The patient workup included clinical history, bimanual pelvic examination, chest radiograph, transabdominal/pelvic ultrasound, digital rectal examination, CBC count, and liver and renal function tests. A standard patient simulation procedure was used; target demarcation and 2D treatment planning in the supine position.¹³ Field borders used were (1) inferior: 3 cm below the inferior extent of the vaginal involvement (often at the inferior obturator-foramina), (2) superior: L4-L5 interdisc space, and (3) lateral: 1-2 cm lateral to the pelvic brim. Patients were advised to drink 500 mL of water to lessen gastrointestinal side effects after ≈30 minutes, before simulation and daily treatments. All patients reviewed/presented in this study were treated with curative intent and were given radical doses. Patients were treated with two parallel-opposed anterior-posterior/posterior-anterior portals using Cobalt-60 EBRT. The pelvic EBRT included dosages of 50 Gy/25# (CFRT) and 45 Gy/15# (HFRT). The 45 Gy/15# had been used for the treatment of other cancers, eg, non–small-cell lung cancers¹⁴ and glioblastoma.¹⁵ All patients who were fit for concurrent chemoradiation received cisplatin of 40 mg/m² once a week, for 3-5 weeks,^8,9,13 regardless of their serostatus. Blood samples (CBC, RFT, and LFT) were checked before weekly chemotherapy cycle. The CD4 threshold was 200 cells/mm³ for HIV-seropositives to receive chemotherapy. A 30.0 Gy single fraction of low-dose-rate Cs-137 ICBT to point A was delivered after EBRT. A departmental follow-up protocol of first review at 6 weeks, then every 3 months for the first 6 months, 6 months upto 1 year, and 12 months thereafter upto 60 months was used.
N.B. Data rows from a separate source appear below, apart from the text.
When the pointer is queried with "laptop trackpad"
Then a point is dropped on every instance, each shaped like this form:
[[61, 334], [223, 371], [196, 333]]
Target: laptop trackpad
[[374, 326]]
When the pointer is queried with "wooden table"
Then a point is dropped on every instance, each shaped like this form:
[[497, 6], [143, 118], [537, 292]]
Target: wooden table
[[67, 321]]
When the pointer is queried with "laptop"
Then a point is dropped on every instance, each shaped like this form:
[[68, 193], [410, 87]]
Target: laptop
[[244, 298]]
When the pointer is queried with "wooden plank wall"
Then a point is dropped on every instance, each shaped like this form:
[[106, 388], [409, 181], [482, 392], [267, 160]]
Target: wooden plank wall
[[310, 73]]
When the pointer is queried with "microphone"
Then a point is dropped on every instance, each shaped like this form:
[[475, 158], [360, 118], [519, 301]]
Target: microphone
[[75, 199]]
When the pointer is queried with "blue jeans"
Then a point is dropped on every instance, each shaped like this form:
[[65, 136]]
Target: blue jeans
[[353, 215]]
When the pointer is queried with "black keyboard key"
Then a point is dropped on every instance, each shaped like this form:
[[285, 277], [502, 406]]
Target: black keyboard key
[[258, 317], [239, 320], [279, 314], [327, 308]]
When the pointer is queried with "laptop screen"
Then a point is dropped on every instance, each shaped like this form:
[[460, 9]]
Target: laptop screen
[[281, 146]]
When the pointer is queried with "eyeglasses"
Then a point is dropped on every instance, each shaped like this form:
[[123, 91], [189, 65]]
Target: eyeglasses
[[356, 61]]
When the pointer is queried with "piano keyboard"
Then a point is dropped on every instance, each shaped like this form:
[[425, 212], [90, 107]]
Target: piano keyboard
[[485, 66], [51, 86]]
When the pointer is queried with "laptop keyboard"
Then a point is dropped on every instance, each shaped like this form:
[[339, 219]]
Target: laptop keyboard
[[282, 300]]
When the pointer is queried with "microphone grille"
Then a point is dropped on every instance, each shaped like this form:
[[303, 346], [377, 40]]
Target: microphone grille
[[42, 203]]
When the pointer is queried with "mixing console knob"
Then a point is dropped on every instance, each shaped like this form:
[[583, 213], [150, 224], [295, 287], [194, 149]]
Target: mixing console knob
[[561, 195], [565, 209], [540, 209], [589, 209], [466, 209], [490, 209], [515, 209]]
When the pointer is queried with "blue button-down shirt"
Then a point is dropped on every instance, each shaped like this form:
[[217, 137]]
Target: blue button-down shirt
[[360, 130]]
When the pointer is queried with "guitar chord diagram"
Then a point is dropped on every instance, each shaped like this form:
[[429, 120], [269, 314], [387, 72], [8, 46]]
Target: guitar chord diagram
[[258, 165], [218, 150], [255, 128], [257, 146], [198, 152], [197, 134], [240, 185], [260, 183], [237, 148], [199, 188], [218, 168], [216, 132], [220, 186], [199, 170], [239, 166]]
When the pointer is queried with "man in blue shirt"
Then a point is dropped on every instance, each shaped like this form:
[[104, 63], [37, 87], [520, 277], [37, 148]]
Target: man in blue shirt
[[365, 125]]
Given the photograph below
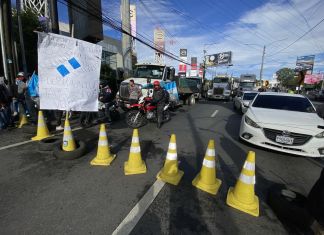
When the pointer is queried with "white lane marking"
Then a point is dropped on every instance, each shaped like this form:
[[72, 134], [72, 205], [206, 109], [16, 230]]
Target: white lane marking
[[214, 113], [130, 221], [29, 141]]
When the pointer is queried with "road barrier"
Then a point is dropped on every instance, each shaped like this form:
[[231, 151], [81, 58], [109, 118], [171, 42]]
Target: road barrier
[[104, 157], [42, 131], [170, 172], [135, 164], [242, 196], [206, 180]]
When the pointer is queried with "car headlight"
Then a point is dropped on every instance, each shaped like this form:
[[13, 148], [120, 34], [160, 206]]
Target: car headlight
[[250, 122], [320, 135]]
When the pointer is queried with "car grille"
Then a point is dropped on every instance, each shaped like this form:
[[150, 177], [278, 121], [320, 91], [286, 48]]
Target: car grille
[[218, 91], [299, 139], [123, 91]]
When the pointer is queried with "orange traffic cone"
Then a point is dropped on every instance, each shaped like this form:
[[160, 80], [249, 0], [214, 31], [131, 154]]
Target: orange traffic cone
[[242, 196], [22, 120], [135, 164], [68, 140], [42, 131], [104, 157], [170, 172], [206, 180]]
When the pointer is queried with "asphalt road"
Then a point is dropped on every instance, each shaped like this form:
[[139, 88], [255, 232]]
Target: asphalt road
[[42, 195]]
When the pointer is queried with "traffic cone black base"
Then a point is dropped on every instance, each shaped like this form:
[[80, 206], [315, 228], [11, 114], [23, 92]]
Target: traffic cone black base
[[212, 189], [252, 209]]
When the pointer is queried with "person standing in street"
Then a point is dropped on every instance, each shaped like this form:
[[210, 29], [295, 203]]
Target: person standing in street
[[134, 92], [159, 98]]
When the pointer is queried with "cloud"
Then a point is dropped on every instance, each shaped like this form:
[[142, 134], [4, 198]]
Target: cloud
[[275, 24]]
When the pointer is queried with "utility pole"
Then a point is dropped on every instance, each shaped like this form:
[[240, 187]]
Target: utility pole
[[21, 38], [6, 14], [54, 17], [261, 69], [3, 46], [126, 40]]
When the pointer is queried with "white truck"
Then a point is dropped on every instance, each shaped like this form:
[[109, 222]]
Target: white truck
[[221, 88], [144, 75]]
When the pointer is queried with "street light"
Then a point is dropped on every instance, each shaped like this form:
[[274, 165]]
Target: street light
[[263, 53]]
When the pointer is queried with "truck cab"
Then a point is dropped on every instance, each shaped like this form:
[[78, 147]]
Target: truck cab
[[143, 76], [221, 88]]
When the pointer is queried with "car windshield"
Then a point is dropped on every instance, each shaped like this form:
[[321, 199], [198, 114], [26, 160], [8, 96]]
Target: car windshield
[[149, 71], [249, 96], [289, 103]]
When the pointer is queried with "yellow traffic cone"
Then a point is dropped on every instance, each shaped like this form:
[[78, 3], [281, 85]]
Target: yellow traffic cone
[[170, 172], [42, 131], [104, 157], [22, 120], [68, 140], [242, 196], [206, 180], [135, 164]]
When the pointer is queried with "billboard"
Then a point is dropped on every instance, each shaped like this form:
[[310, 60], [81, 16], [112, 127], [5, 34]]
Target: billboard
[[305, 63], [224, 58], [313, 78], [193, 71], [183, 66], [86, 27]]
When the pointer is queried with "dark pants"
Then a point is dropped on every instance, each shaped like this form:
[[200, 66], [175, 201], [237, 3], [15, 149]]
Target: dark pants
[[160, 107]]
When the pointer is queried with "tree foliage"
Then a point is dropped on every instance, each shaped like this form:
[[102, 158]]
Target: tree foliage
[[286, 76], [30, 23]]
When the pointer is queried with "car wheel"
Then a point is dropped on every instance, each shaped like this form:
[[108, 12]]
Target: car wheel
[[59, 153]]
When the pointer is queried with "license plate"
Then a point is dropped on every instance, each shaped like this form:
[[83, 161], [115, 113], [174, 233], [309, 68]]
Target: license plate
[[284, 139]]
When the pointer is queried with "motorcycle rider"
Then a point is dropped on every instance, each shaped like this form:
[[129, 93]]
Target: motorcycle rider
[[159, 98], [106, 97]]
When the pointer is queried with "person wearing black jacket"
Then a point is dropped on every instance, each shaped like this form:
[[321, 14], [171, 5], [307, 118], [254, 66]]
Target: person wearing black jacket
[[159, 98]]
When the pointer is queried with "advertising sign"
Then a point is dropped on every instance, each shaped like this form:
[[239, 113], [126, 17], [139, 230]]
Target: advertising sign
[[313, 78], [183, 66], [224, 58], [69, 71], [305, 63]]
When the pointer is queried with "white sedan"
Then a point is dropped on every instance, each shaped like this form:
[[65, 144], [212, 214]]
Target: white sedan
[[243, 99], [284, 122]]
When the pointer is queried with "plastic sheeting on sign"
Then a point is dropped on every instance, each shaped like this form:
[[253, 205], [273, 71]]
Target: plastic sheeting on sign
[[69, 71]]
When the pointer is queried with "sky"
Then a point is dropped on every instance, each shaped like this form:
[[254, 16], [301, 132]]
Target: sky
[[240, 26]]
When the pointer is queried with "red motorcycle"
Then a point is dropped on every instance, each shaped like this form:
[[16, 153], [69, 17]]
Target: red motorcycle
[[144, 111]]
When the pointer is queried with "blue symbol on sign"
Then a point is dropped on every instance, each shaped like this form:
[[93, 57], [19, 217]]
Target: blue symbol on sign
[[64, 71]]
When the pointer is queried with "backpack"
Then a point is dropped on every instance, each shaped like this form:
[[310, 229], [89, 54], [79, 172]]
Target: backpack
[[32, 87]]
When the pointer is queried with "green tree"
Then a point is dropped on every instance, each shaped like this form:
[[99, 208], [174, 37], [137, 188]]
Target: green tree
[[286, 76], [30, 23]]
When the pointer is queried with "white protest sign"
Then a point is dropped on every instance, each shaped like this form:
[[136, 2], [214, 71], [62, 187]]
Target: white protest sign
[[69, 71]]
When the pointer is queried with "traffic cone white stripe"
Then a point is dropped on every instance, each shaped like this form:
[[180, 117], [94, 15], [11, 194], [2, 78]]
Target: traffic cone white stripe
[[135, 149], [173, 146], [247, 179], [172, 156], [135, 140], [102, 134], [209, 163], [67, 138], [210, 152], [102, 143], [249, 166]]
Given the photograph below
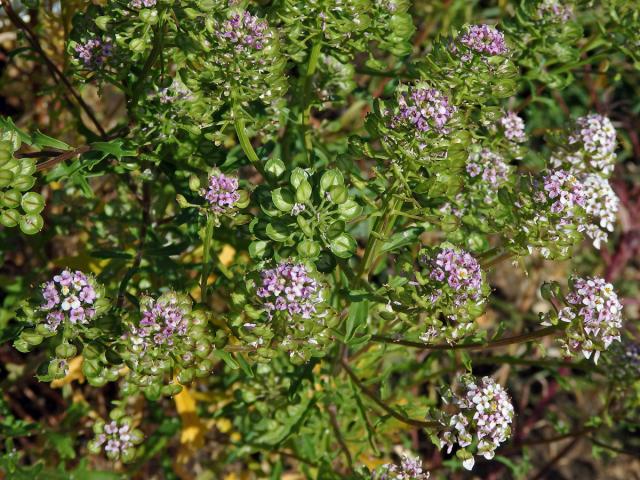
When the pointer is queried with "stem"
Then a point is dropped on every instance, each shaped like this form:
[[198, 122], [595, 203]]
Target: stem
[[57, 75], [522, 338], [394, 413], [312, 66], [382, 227], [63, 157], [245, 143], [204, 275]]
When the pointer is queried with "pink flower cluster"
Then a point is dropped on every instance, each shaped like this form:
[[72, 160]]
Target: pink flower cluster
[[70, 295], [486, 414], [554, 11], [594, 315], [601, 205], [484, 39], [490, 166], [162, 321], [222, 193], [289, 288], [244, 32], [143, 3], [565, 191], [460, 272], [409, 469], [423, 109], [513, 127], [594, 141], [94, 52]]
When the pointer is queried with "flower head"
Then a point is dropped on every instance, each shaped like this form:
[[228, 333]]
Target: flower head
[[71, 296], [117, 438], [459, 271], [424, 109], [602, 204], [222, 193], [594, 315], [288, 288], [484, 40], [143, 3], [592, 145], [409, 469], [485, 414], [554, 11], [244, 32], [488, 166], [513, 127]]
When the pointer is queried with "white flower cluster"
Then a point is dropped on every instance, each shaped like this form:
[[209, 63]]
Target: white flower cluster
[[485, 414], [602, 204], [594, 315]]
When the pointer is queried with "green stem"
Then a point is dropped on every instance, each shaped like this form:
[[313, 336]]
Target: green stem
[[522, 338], [312, 66], [382, 228], [378, 401], [245, 143], [206, 258]]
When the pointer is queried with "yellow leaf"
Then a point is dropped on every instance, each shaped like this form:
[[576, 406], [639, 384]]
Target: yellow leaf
[[75, 373], [192, 434], [226, 255]]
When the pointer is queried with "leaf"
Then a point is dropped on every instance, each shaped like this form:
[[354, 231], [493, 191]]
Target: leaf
[[41, 140], [115, 148], [74, 373], [358, 313], [343, 246], [192, 432]]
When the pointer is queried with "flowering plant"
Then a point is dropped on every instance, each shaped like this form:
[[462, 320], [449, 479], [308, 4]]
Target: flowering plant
[[327, 239]]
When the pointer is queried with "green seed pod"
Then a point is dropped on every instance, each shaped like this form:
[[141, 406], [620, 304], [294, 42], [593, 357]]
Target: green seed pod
[[27, 166], [23, 182], [12, 165], [66, 350], [9, 218], [11, 199], [32, 202], [186, 376], [31, 337], [31, 223], [6, 177]]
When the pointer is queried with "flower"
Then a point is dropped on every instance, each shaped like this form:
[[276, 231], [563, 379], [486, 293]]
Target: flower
[[460, 272], [601, 203], [409, 469], [142, 3], [244, 32], [489, 166], [483, 39], [513, 127], [423, 109], [485, 414], [162, 322], [94, 52], [70, 295], [594, 315], [592, 145], [553, 11], [222, 193], [564, 190], [289, 288]]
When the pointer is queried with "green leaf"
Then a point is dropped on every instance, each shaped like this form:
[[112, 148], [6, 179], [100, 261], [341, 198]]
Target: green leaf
[[283, 199], [343, 246], [115, 148], [41, 140]]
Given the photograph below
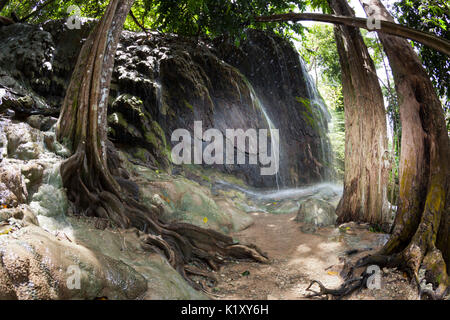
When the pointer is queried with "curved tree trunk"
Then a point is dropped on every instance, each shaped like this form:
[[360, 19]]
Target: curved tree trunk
[[3, 4], [387, 27], [421, 231], [365, 177], [90, 173]]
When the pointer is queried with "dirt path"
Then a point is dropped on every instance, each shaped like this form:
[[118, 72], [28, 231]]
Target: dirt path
[[298, 257]]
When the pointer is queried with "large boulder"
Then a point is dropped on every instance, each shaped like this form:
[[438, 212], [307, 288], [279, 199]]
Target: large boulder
[[316, 212], [164, 82]]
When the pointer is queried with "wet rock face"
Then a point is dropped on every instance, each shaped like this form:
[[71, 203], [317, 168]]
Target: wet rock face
[[277, 73], [317, 213], [164, 82]]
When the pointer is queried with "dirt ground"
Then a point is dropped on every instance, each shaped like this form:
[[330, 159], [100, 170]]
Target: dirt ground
[[297, 257]]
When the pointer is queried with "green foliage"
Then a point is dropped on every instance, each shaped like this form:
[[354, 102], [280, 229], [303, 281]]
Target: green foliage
[[319, 51], [431, 16]]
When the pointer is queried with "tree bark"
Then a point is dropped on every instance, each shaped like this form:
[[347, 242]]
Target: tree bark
[[421, 230], [3, 4], [92, 173], [387, 27], [365, 177]]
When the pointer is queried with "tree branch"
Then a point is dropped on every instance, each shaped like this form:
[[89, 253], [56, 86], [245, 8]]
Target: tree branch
[[391, 28], [42, 6]]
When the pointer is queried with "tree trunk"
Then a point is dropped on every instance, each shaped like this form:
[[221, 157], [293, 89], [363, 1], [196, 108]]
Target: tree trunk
[[387, 27], [365, 176], [3, 4], [421, 231], [90, 174]]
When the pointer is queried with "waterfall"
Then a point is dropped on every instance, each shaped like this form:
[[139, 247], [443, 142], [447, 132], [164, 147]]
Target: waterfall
[[273, 140], [316, 100], [312, 92]]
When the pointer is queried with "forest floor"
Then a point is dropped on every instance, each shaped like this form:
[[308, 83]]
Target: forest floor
[[298, 257]]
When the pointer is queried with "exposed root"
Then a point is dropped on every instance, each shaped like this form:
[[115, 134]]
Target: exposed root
[[345, 289], [406, 261]]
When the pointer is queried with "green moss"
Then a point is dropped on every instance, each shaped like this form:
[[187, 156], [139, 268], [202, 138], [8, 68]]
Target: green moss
[[188, 105], [140, 154]]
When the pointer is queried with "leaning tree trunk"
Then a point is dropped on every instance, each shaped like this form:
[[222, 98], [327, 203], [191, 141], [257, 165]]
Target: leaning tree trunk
[[91, 173], [421, 231], [365, 177]]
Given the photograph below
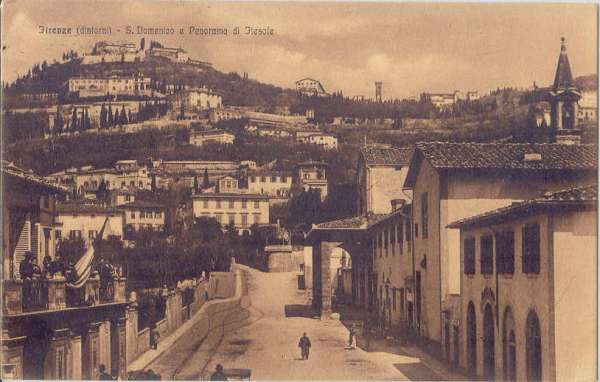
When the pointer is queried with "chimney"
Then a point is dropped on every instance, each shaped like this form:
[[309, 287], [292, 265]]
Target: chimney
[[568, 139], [397, 204]]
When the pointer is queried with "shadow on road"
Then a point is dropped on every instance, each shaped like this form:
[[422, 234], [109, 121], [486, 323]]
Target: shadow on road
[[298, 310], [418, 372]]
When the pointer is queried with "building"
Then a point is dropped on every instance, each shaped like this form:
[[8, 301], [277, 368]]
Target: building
[[51, 330], [173, 54], [532, 313], [84, 221], [564, 96], [195, 100], [588, 106], [143, 215], [312, 176], [310, 87], [381, 172], [392, 271], [452, 181], [327, 141], [240, 209], [86, 87], [270, 182], [203, 137]]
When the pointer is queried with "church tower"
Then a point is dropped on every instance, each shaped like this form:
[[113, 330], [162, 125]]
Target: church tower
[[563, 97]]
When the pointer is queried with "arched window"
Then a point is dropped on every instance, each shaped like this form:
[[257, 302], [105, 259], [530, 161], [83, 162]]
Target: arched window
[[489, 363], [509, 351], [533, 343], [471, 339]]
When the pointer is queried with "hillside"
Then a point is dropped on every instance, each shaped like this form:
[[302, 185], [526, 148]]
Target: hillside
[[52, 78]]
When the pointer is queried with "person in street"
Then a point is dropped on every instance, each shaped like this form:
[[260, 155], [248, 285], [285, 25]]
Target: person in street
[[304, 346], [28, 268], [351, 336], [219, 374], [154, 337], [104, 376]]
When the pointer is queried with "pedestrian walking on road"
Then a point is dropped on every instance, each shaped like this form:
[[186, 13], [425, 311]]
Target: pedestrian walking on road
[[351, 336], [219, 374], [154, 337], [304, 346]]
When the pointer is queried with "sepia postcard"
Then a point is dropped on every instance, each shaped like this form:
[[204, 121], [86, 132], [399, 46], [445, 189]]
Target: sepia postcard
[[203, 190]]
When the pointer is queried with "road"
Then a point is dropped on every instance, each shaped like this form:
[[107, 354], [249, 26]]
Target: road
[[258, 335]]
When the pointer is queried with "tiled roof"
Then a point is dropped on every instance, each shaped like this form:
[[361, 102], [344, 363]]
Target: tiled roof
[[378, 155], [563, 77], [84, 208], [579, 196], [355, 222], [10, 169], [142, 204], [545, 156]]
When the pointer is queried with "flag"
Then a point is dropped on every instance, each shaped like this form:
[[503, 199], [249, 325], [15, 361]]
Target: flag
[[83, 267]]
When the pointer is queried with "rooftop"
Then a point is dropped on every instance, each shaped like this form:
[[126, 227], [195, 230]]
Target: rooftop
[[142, 204], [552, 156], [84, 208], [10, 169], [568, 198], [381, 155]]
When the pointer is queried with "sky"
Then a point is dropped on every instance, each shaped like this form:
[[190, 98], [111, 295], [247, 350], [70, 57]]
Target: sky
[[410, 47]]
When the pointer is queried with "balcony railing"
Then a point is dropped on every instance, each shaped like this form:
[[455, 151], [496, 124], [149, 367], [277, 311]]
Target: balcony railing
[[38, 295]]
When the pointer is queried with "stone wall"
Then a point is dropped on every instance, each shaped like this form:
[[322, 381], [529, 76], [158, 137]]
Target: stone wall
[[219, 285]]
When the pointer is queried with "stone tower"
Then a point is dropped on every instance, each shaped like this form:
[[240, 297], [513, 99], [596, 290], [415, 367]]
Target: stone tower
[[564, 96]]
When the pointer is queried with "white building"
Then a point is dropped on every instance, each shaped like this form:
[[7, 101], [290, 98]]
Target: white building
[[310, 87], [272, 183], [84, 221], [328, 141], [199, 138], [87, 87]]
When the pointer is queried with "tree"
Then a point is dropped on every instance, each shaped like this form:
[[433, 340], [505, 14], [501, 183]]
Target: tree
[[110, 120], [103, 117], [123, 117], [58, 123], [74, 120]]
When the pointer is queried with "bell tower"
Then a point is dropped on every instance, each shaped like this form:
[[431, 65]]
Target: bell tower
[[563, 97]]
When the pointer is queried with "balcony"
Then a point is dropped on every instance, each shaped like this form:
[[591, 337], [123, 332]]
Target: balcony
[[41, 295]]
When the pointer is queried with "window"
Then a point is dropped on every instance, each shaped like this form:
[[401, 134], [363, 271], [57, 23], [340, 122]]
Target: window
[[74, 234], [505, 252], [400, 236], [385, 239], [424, 217], [469, 255], [486, 255], [531, 248]]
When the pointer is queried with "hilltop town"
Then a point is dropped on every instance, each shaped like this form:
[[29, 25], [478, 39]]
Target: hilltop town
[[440, 223]]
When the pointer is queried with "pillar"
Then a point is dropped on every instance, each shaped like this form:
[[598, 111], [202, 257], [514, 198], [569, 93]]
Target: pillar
[[322, 280]]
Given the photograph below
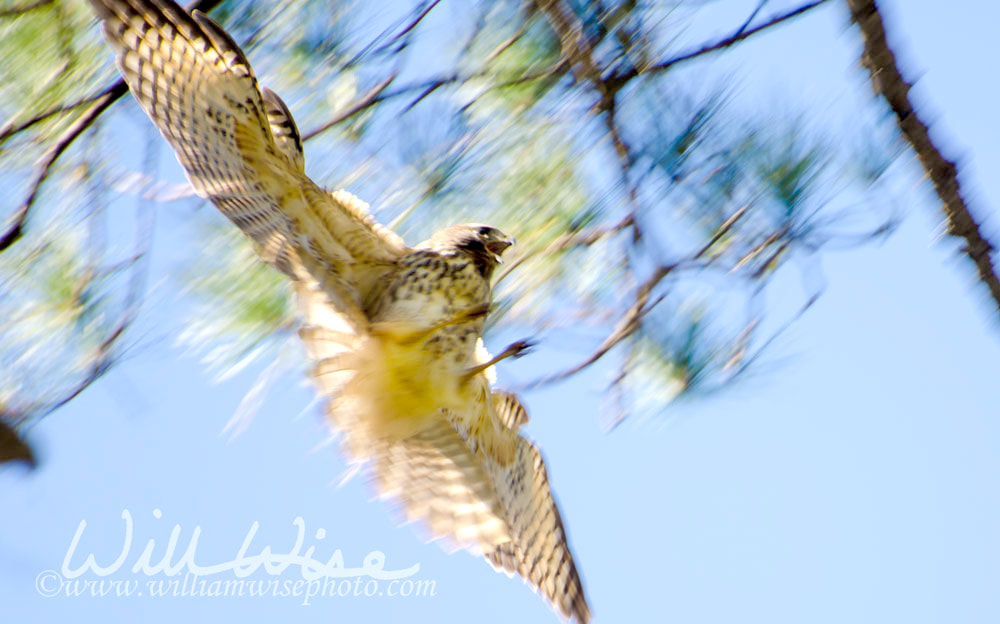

Evaluation of Treatment Outcomes

The evaluation was done according to age, histology, degree of differentiation, Eastern Cooperative Oncology Group (ECOG) performance status, HIV status, radiation dose, with or without chemotherapy (cisplatin), ICBT, treatment duration, response and toxicities during EBRT/follow-up, retreatments in the 5-year period, and survival probabilities. The retreatments were palliative, eg, 10.0 Gy/single fraction, 20.0 Gy/5 fractions to a reduced field size (true pelvis), or 20 Gy single fraction of ICBT to point A. The responses and toxicities to treatment were evaluated using the clinical notes in the patient's files while on treatment, at ICBT, and on successive follow-ups. At ICBT, visual inspection (tumor size, presence of discharge, or bleeding) and documentation was done by the radiation oncologist. These data were used to score response as per the RECIST guidelines¹⁶ as SD = stable disease, PR = partial response, CR = complete response, and DP = disease progression at ICBT. The scoring was CR for no tumor seen, PR for tumor < 1.5 cm diameter, SD for tumor > 1.5 cm, and DP for necrotic/bleeding tumor filling the cervix. The patient's data during the successive visits, eg, asymptomatic, pain, discharge, bleeding, and visual speculum examination, were used to grade as SD, PR, CR, and DP. The overall response rate was defined as the proportion of patients who had PR or CR to the treatment. The follow-up duration was defined as the time between the first registration date to date of death or follow-up end point (60 months).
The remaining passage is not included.